Sekumpulan anak muda sedang asyik meliuk-liuk sambil memainkan barongsai di atas beberapa bangku yang sengaja disusun tiga tingkat. Tak jauh dari mereka, dua anak beretnis Jawa yang usianya masih belasan tahun mengasah gerakan dan berlatih dengan suara tambur, simbal dan kenong yang mengalun indah meramaikan suasana.

Kelincahan itu terlihat dari cara mereka melompat-lompat di atas tiang yang tingginya berkisar satu hingga tiga meter. Mereka ini adalah bagian dari komunitas Liong Barongsai Tripusaka Solo. Tiap Rabu, Jumat dan Minggu pukul 16.30 WIB, puluhan anak dan remaja ini berlatih di halaman SMP Tripusaka yang beralamat di Jalan Kol. Sutarto Jebres, Solo.

Lelah seolah terbayar dengan suasana kekeluargaan dalam komunitas ini. Latihan kian hangat ketika para anggota yang berbeda etnis dan agama ini saling melempar candaan. Komunitas ini memang jelas berbeda, pemainnya bukan beretnis Tionghoa, melainkan kalangan etnis Jawa dari latar belakang agama yang berbeda.

WS Adjie Tjandra adalah sosok pendiri komunitas ini. Ia menjelaskan bahwa sejarah berdirinya komunitas ini tak lepas dari peran Gus Dur yang memperbolehkan kesenian tradisi Tionghoa bisa dipentaskan secara bebas.
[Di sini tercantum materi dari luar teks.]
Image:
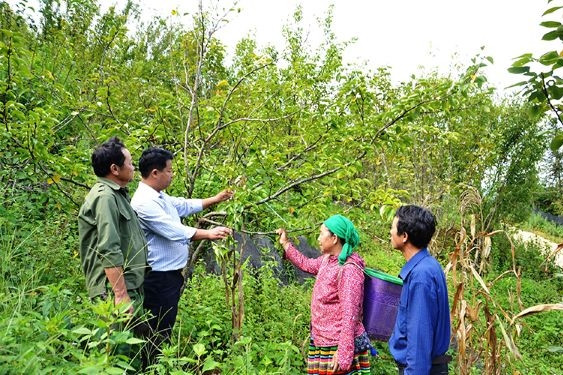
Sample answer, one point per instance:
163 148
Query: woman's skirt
319 361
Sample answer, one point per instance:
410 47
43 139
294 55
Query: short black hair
153 158
108 153
418 222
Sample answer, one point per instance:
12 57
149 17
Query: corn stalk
480 326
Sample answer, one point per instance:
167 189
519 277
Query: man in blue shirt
421 335
168 239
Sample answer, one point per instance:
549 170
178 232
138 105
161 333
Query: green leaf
551 10
549 58
519 69
550 24
552 35
114 370
82 331
555 92
209 364
556 142
134 340
199 349
521 83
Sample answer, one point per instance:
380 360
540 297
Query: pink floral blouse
336 304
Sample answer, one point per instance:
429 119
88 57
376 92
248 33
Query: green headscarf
344 229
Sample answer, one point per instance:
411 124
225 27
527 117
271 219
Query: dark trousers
437 369
161 297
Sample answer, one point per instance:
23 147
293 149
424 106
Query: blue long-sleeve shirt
422 328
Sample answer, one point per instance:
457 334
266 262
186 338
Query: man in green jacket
113 249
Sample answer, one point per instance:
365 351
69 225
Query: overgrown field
48 324
299 136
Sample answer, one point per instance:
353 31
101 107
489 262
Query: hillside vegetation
299 136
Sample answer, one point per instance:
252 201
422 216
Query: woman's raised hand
283 236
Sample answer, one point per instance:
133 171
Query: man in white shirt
167 238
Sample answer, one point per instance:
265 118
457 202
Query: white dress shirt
167 238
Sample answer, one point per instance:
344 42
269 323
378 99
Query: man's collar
112 184
407 268
147 189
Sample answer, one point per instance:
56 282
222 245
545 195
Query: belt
442 359
439 360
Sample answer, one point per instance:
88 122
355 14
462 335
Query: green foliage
543 227
543 86
295 132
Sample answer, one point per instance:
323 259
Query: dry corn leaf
479 279
508 340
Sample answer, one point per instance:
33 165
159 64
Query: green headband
344 229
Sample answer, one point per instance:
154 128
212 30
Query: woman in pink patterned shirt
339 344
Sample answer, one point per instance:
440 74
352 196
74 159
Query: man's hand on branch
284 240
219 233
224 195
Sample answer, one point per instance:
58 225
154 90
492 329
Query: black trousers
437 369
162 294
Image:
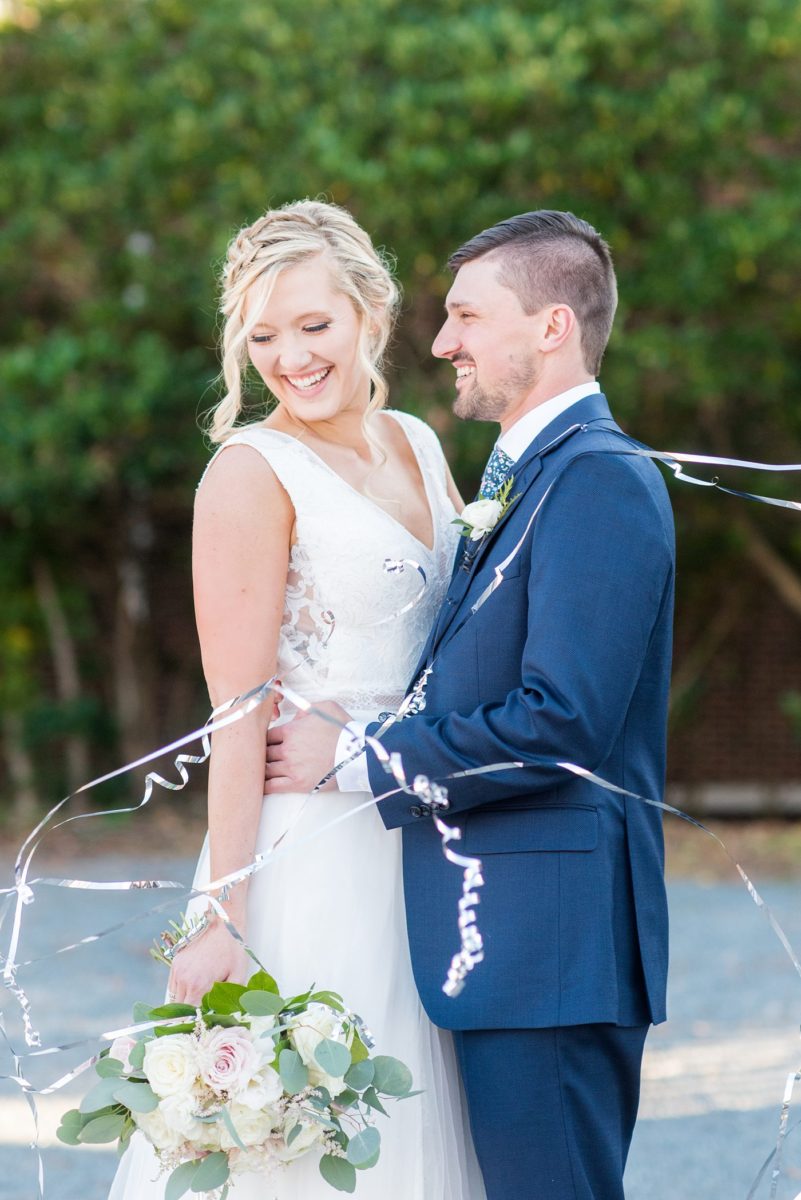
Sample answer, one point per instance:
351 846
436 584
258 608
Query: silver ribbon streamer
471 949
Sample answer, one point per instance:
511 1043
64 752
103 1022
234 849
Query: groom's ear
558 327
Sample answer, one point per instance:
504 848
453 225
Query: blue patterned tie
495 472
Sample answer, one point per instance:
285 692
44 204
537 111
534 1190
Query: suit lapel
528 467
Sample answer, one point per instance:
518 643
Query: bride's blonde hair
281 239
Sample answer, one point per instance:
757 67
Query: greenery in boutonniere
481 517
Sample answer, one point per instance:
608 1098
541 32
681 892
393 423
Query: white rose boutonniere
481 517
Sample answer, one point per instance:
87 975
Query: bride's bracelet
170 945
172 941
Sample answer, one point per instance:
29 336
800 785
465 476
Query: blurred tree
137 137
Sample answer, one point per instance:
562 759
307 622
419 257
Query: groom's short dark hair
549 257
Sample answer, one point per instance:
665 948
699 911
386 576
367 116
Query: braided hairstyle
281 239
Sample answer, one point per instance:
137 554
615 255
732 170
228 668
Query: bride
313 532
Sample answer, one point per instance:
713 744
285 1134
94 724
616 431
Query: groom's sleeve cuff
354 775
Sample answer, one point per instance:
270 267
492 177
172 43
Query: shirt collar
521 435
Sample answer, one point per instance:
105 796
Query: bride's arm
242 528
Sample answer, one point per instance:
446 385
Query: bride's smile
308 354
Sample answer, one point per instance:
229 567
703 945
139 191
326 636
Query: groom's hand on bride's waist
302 751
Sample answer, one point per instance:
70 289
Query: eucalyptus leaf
363 1146
293 1073
180 1181
262 1003
224 997
262 982
338 1173
100 1096
68 1134
211 1173
137 1097
359 1051
173 1009
228 1121
392 1077
320 1097
360 1074
369 1096
332 1056
104 1128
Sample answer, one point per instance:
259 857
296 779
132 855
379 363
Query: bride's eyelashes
265 339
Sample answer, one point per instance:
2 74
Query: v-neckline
399 525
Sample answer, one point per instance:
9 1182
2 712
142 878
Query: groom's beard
477 403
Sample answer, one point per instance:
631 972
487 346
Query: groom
567 661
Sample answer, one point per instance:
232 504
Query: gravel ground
714 1075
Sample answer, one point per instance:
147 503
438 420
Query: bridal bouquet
248 1081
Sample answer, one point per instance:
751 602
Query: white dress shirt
354 777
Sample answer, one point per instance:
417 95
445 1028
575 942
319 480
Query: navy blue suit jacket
570 660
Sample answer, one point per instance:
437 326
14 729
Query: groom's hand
303 750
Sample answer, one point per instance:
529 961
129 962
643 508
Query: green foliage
138 138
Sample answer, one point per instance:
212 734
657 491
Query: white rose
172 1063
228 1059
311 1132
311 1027
256 1159
481 516
158 1129
264 1089
252 1127
179 1113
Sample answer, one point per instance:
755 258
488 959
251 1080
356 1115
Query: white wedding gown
331 912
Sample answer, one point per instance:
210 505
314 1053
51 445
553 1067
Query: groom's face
488 337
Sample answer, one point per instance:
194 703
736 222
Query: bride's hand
303 750
212 957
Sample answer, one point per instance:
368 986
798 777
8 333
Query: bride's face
305 345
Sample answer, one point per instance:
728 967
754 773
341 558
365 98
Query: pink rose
228 1059
121 1050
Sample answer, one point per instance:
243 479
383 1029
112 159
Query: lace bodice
361 591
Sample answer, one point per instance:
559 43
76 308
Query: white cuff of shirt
354 777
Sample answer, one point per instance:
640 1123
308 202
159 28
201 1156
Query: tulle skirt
332 915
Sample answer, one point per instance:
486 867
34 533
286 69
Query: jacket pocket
506 831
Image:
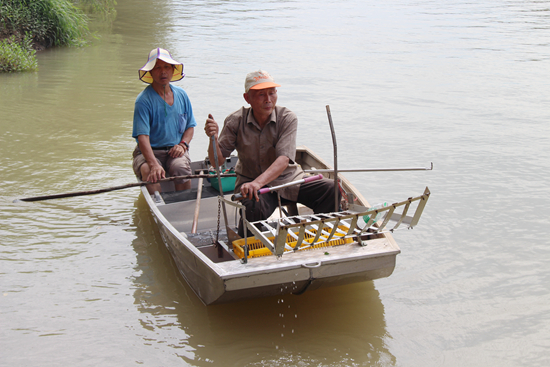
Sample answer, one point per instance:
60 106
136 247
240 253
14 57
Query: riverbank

Inilah yang menjadi semangat berdirinya Liong Barongsai di Solo kala itu. Komunitas ini berdiri sejak tahun 1999 dan memulai debut di Februari 2011 tepatnya pada perayaan Imlek Bersama di Stadion Sriwedari, Solo.

Bagi Adjie Tjandra kekayaan budaya itu sesuatu yang indah. Siapa pun yang memainkan sebuah seni tradisi itu dengan tulus pasti akan melahirkan sebuah keindahan. Mereka ini bermain tanpa kepentingan, tak ada prasangka apapun. Bermain liong barongsai bukan sekadar liukan tubuh biasa. Di dalam seni ini terkandung banyak nilai-nilai kehidupan yang diaplikasikan dalam komunitas. Liong barongsai adalah simbol keseimbangan dalam elemen-elemennya. Baginya, simbol ini sudah menunjukkan adanya keseimbangan dalam perbedaan.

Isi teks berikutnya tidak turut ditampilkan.